“E não vos conformeis com este mundo,
mas sede transformados pela renovação do vosso entendimento,
para que experimenteis qual seja a boa, agradável,
perfeita vontade de Deus”, Romanos 12,2
Uma das possíveis – entre outras – conotações da Quaresma é a de que ela representa o retiro de Jesus no deserto antes de seu ministério público ser iniciado. Foi um período de enfrentamento das tentações e – garante-nos o depoimento dos evangelhos – que ele venceu cada uma com serenidade calcada na vontade de Deus.
Para nós cristãos em pleno século 21, é desafiador viver o retiro espiritual no meio dos enfrentamentos dos modernos demônios que estão sempre a nos desafiar em nossa fé e compromisso com o Reino de Deus. Vivemos tempos em que o discernimento espiritual nosso é turvado a cada instante pelos apelos de uma sociedade consumista, individualista e que premia apenas aqueles que se submetem às suas sutis sugestões.
Identificar-se com Cristo em suas tentações é ter a coragem de dizer não, firme e rotundo contra a banalização da vida. É não ter medo de fugir do efeito manada que leva tantas pessoas a perder a capacidade de enxergar alternativas à lógica diletante do sistema no qual estamos inseridos. Significa também a busca da transformação e renovação do entendimento.
Viver a Quaresma é reagir à uma espiritualidade de mercado, onde Deus se torna um bem a ser possuído em função de nossas conveniências de ocasião. A Quaresma, considerada como tempo de reflexão e reconhecimento de nossa natureza mais profunda, nos impele a buscar a comunhão mais profunda com o fundamento de nosso ser.
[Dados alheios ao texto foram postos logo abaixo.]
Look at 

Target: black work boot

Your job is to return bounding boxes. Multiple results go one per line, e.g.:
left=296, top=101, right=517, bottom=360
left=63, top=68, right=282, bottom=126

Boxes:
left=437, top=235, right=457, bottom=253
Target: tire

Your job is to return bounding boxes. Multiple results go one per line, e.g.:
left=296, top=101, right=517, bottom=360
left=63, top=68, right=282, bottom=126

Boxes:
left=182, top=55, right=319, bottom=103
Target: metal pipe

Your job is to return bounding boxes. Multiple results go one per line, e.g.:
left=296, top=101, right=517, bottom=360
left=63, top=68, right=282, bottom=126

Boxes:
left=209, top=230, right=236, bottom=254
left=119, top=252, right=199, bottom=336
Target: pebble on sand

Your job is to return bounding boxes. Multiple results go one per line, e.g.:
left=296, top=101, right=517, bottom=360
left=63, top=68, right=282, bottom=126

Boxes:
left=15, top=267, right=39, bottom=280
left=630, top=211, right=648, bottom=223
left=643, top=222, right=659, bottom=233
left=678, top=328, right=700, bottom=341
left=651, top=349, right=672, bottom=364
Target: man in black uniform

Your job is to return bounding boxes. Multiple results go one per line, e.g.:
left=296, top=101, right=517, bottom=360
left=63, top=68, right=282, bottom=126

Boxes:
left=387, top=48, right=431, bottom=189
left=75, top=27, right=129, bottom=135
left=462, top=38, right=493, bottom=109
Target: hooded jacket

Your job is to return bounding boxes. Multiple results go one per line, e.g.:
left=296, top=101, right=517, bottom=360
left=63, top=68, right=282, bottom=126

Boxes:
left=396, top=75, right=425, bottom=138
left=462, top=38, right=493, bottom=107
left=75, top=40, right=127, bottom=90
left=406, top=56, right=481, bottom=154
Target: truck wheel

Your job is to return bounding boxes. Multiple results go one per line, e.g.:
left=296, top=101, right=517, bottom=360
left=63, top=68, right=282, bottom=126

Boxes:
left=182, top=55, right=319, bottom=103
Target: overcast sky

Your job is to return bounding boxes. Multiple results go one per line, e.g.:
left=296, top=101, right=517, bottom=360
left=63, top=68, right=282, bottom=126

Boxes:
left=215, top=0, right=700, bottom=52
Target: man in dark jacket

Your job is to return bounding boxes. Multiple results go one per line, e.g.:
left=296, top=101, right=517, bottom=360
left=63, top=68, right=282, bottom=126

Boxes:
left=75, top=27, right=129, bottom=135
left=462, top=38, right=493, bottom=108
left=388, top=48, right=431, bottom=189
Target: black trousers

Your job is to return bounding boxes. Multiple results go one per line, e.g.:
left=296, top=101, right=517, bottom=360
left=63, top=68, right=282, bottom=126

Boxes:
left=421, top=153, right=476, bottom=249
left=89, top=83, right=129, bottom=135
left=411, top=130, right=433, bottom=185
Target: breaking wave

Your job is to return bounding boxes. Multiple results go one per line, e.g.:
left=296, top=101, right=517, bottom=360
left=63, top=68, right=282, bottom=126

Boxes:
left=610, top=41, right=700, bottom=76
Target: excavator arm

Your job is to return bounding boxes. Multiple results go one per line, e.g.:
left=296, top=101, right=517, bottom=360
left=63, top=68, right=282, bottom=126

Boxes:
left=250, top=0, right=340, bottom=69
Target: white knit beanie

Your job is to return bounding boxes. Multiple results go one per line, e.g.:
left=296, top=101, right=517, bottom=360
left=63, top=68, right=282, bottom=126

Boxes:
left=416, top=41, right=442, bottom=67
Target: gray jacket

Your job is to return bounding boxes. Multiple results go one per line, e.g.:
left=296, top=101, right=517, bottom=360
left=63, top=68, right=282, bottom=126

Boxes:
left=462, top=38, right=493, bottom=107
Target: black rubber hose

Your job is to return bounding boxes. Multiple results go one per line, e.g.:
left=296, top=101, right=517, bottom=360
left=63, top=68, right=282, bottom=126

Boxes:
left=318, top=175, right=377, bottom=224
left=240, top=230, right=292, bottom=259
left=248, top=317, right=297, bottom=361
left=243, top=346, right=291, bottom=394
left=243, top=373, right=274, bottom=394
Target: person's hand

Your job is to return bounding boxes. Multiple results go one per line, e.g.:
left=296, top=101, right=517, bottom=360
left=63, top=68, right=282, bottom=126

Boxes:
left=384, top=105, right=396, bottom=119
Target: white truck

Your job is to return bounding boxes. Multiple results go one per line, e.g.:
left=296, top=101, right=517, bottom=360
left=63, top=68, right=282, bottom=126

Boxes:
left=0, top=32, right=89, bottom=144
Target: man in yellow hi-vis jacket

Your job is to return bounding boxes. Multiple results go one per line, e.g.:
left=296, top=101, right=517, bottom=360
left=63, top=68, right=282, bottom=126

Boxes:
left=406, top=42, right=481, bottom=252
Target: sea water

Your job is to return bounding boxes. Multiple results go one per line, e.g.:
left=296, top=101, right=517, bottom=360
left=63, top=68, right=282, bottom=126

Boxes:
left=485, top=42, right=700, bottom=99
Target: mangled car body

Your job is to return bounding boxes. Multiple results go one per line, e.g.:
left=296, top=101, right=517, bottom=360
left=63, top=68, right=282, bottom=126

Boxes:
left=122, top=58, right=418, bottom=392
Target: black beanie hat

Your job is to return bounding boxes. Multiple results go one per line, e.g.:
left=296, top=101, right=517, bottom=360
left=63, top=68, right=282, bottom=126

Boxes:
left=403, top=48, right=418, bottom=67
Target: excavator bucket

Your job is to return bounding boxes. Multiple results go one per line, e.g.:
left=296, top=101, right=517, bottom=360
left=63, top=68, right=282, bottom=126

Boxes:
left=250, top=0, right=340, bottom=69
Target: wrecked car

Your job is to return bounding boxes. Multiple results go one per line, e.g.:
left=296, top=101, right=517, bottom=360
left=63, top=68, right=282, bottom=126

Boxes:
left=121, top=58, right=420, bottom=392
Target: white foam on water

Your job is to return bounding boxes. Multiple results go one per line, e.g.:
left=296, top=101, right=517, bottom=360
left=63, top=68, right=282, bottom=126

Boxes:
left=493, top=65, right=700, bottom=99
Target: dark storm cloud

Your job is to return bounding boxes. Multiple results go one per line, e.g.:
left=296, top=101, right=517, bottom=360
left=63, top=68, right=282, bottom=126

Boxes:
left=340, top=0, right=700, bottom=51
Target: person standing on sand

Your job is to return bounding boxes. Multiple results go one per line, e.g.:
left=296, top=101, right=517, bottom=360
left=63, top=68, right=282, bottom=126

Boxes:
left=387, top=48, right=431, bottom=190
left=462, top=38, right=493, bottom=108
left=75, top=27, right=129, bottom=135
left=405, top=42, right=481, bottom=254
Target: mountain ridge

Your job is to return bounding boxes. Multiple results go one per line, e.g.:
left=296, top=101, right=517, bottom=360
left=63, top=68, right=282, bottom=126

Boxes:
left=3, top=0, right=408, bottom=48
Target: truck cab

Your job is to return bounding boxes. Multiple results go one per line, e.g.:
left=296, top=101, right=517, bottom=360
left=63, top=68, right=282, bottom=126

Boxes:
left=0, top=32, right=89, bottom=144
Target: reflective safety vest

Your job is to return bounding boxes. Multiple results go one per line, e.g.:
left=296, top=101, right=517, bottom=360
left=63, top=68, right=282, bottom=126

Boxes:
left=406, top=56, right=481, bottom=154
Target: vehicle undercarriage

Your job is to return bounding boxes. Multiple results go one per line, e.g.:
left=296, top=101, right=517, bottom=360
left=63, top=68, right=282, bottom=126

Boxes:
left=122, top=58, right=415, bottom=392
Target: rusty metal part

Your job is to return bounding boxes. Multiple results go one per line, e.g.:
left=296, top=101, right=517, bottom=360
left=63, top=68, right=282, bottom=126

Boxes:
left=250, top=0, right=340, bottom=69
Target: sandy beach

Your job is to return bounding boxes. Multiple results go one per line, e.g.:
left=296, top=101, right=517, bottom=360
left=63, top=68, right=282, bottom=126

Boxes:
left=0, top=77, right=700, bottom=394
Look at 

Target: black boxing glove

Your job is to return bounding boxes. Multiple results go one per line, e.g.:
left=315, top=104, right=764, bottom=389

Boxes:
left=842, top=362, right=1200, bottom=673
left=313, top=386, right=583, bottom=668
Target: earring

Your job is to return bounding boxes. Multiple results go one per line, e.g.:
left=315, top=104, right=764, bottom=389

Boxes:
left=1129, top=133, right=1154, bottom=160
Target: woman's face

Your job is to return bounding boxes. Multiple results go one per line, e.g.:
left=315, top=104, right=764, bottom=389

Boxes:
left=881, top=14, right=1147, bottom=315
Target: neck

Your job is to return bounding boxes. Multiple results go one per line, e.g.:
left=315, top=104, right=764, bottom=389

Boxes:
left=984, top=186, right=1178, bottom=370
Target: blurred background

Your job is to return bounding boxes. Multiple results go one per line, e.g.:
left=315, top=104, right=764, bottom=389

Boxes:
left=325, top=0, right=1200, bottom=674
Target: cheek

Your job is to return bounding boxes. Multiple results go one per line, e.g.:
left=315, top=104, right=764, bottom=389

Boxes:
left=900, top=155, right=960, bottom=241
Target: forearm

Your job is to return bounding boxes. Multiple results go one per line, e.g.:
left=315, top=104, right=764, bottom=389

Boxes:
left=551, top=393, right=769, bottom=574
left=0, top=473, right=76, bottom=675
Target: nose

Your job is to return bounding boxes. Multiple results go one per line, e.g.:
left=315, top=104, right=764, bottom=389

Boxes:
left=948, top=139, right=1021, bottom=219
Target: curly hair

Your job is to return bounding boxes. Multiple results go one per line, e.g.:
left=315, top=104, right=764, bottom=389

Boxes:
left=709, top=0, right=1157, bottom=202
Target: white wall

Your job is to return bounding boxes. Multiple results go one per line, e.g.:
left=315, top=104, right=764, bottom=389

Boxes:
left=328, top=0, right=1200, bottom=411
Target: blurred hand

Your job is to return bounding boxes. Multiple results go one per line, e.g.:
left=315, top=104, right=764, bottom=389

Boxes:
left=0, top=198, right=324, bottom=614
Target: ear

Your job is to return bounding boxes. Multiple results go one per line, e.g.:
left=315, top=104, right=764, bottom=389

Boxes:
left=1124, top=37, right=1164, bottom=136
Quando somos capazes de viver o deserto, estamos aptos a identificar nossos limites e nossas sombras, ressignificando a vida e nos tornando mais inteiros, íntegros e sensíveis. E, ao fazermos isto, não estamos sozinhos. Cristo venceu o deserto e ali estará para fazer companhia quando os medos chegarem ao nosso coração. Seremos capazes de escutar suas palavras: “No mundo tereis aflições, mas tende bom ânimo, eu venci o mundo”, João 16,33.
A Quaresma nos leva ainda além. Nos leva a depender cada vez mais de Deus e retira de nós qualquer autossuficiência. É nesse momento que nossas tentações são vencidas porque somos capazes de entender suas armadilhas argumentativas. Tornamos reais em nossa vida as palavras de Paulo: “Porque quando estou fraco então sou forte”, 2 Coríntios 12,10.
Nossos olhos, a partir de nossa fraqueza, se abrirão para a compaixão pelo mundo, pelos fracos, pelos excluídos, pelos que sofrem, dando-nos a coragem necessária do testemunho de justiça e paz! Quando percebermos a solidez de nosso fundamento divino, pelo retiro e pela oração, seremos impulsionados a anunciar com alegria as Boas Novas!